森と街をつなぐ建築の物語 (4)

広葉樹の森のこと

街と里のつながりについて調べるなか、大阪府森林組合の花﨑由泰さんと出会い、能勢の森で取り組まれている広葉樹の林業について知りました。
 日本は国土面積の2/3が森林で、世界有数の森林国です。大都市大阪においてもその面積のうち3割が森林なことは、あまり知られていません。なかでも能勢町は、府内で最も大きい約7,700haの森林を有しています。
 能勢の森林は、約36%がスギ・ヒノキなどの人工林で、残りの64%がアカマツ、クヌギ、コナラを主とした雑木林。かつてはほとんどがマツと広葉樹の森でした。
戦後、国策としてスギ、ヒノキが植林され、その森林から木材を生む林業が主流になりました。こうした林業が推し進められる一方、天然林に元々多くある広葉樹の利用、クヌギやコナラの人工造林も小規模であるものの行われてきたのです。
能勢でも広葉樹の多くは、古くから薪や木炭など生活に欠かせないエネルギー源として、きのこ栽培の原木や有機質肥料として、繰り返し伐採・利用されてきました。

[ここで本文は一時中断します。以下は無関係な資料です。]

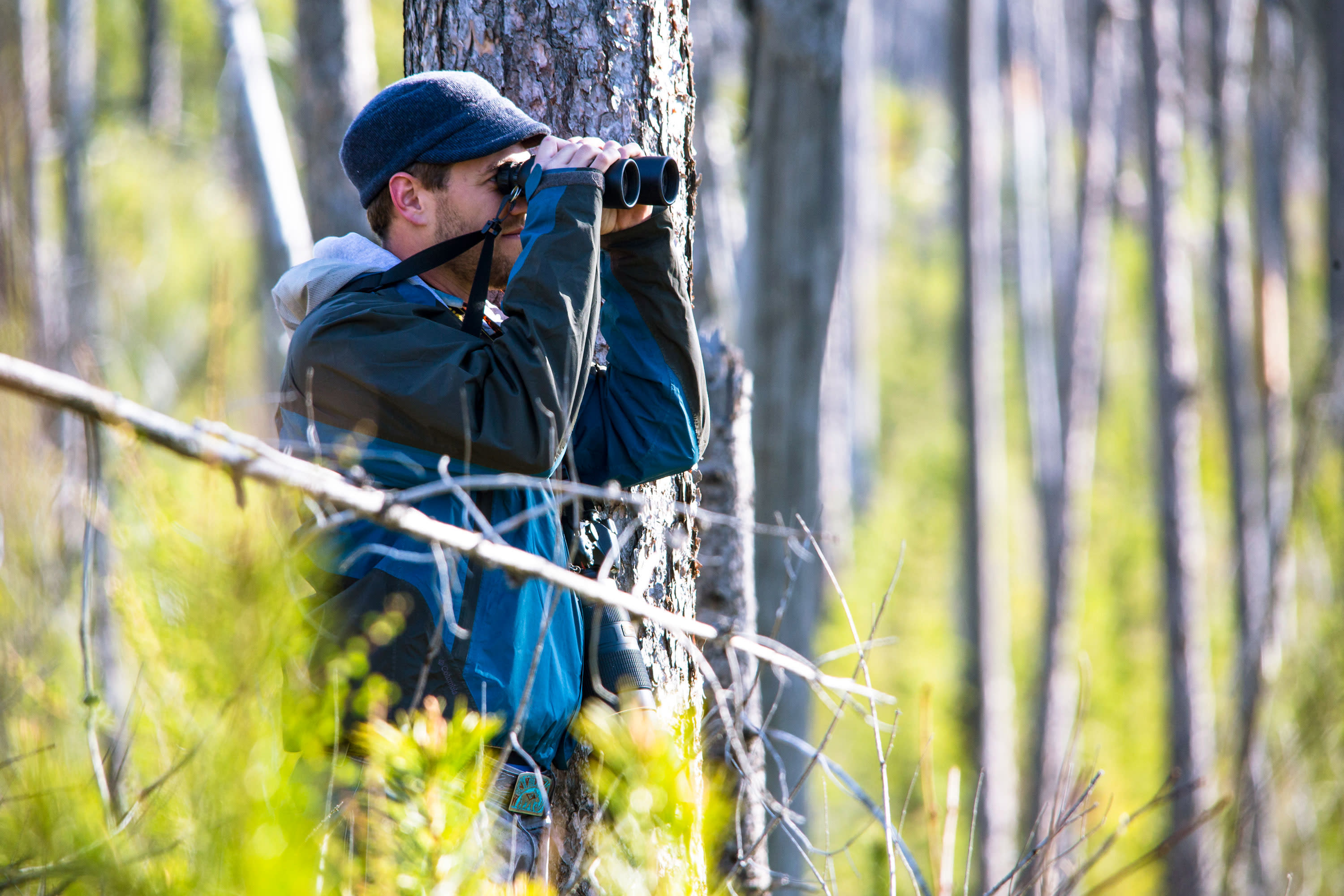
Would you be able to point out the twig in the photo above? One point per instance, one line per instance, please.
(1163, 848)
(381, 507)
(1061, 825)
(9, 762)
(1167, 793)
(971, 840)
(93, 460)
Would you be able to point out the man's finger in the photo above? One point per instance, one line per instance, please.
(545, 152)
(607, 158)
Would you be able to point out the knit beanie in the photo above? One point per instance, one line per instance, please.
(439, 117)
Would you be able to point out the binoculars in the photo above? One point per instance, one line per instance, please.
(650, 181)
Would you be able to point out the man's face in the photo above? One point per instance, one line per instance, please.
(470, 201)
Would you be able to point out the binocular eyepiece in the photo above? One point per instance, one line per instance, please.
(650, 181)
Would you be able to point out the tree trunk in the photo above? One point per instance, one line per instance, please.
(1058, 695)
(25, 132)
(719, 213)
(1190, 866)
(1273, 93)
(991, 683)
(725, 597)
(1332, 116)
(619, 70)
(795, 236)
(1054, 57)
(1232, 45)
(77, 90)
(47, 295)
(269, 171)
(338, 74)
(1035, 296)
(160, 70)
(850, 405)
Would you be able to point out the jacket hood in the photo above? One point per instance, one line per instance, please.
(335, 263)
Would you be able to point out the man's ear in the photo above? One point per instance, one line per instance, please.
(409, 198)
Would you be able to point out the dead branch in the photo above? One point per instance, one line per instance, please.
(242, 460)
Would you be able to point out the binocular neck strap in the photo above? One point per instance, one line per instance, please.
(441, 253)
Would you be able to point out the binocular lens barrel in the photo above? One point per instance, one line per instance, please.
(621, 185)
(660, 181)
(650, 181)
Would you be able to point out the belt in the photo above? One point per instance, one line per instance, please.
(518, 792)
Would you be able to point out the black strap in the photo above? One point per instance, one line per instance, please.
(441, 253)
(471, 594)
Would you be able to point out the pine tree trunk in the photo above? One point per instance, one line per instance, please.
(719, 214)
(338, 74)
(1033, 160)
(850, 414)
(23, 62)
(795, 236)
(726, 598)
(1058, 695)
(268, 170)
(77, 93)
(160, 70)
(620, 70)
(1273, 95)
(1191, 864)
(1233, 35)
(990, 669)
(1331, 29)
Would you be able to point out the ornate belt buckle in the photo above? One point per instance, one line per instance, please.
(527, 798)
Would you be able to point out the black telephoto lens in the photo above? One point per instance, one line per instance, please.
(513, 174)
(621, 187)
(652, 181)
(660, 181)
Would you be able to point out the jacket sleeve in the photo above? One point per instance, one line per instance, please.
(647, 416)
(410, 374)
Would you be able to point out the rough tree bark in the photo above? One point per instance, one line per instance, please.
(795, 236)
(1058, 694)
(338, 74)
(1191, 864)
(990, 663)
(615, 69)
(725, 597)
(268, 170)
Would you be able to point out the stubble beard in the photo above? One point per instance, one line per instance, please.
(464, 267)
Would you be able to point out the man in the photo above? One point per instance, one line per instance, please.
(383, 377)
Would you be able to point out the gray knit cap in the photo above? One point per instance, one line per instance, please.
(439, 117)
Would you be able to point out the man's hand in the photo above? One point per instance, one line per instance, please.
(590, 152)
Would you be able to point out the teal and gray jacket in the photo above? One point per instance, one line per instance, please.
(389, 382)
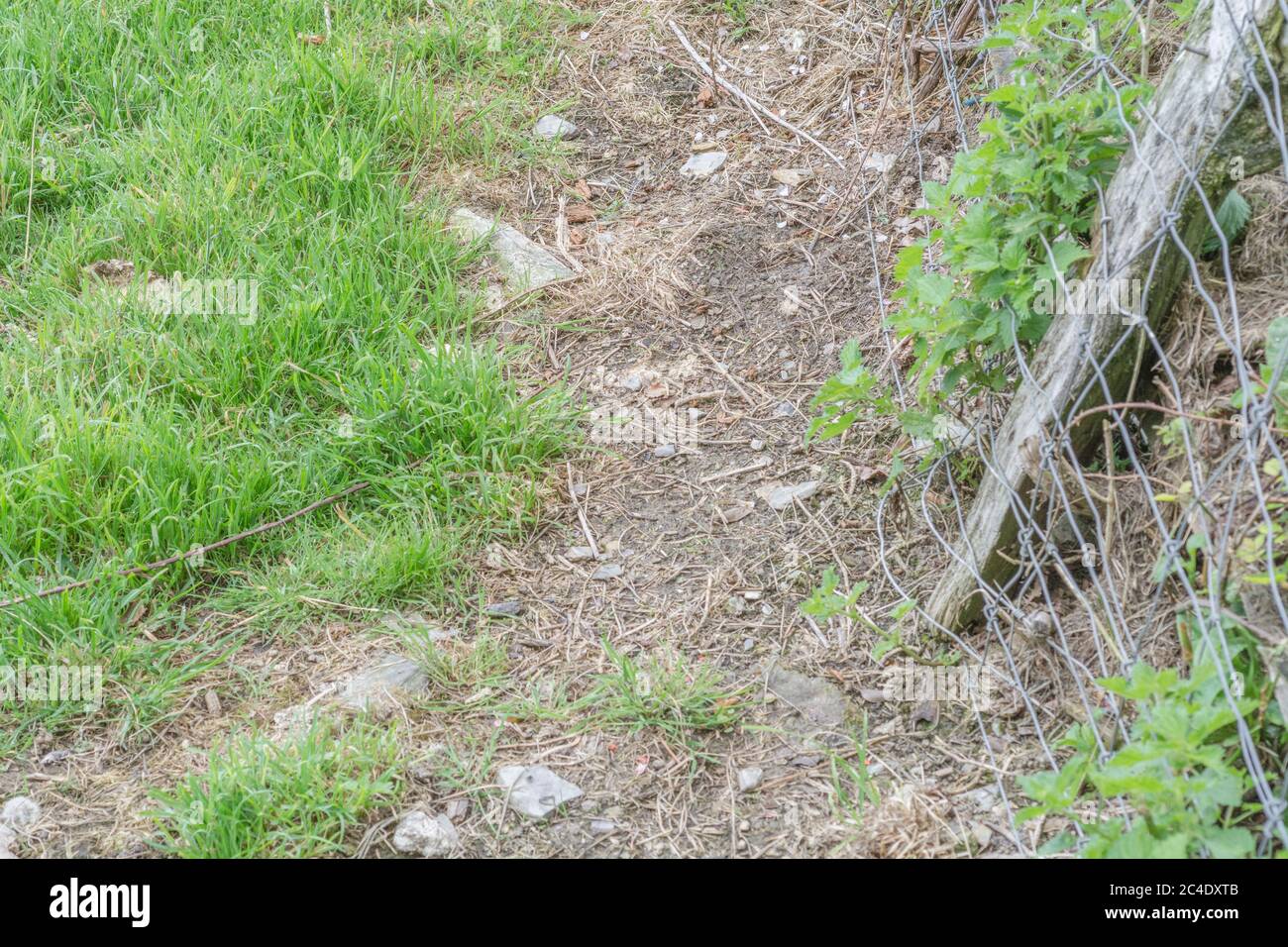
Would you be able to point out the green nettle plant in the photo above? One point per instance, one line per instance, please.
(1012, 222)
(1181, 771)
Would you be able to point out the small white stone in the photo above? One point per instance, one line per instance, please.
(429, 838)
(535, 791)
(552, 127)
(785, 497)
(703, 163)
(20, 812)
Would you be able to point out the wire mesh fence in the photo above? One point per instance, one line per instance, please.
(1146, 502)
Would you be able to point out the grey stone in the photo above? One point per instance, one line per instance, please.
(429, 838)
(20, 812)
(523, 264)
(784, 497)
(816, 699)
(552, 127)
(604, 573)
(535, 791)
(703, 163)
(381, 682)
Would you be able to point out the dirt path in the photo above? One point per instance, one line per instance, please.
(719, 304)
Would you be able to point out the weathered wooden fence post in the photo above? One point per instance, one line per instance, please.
(1205, 123)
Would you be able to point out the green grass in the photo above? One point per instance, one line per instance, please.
(205, 138)
(670, 696)
(459, 671)
(297, 799)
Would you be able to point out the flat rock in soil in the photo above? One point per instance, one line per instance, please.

人の手が入ることで更新を繰り返し、維持されてきた「里山林」です。
しかし高度成長期以降、薪や木炭から石油、電力、ガスへとエネルギー源が移行し、里山の役割が徐々に薄れ、林が放置されるように。伐採利用されることなく木が高齢大径化すると、光が届かなくなった下層の植生が乏しくなります。それにより野生動物が市街地に降り、農作物や人に被害を出す例が急増しているのです。
大阪府森林組合では、クヌギやコナラなどの雑木林を少しずつ伐採、萌芽更新し、搬出して利用することで、本来あるべき里山の再生を進めています。
 こうした森の取り組みを知り、建築を通じて街に届ける挑戦がはじまりました。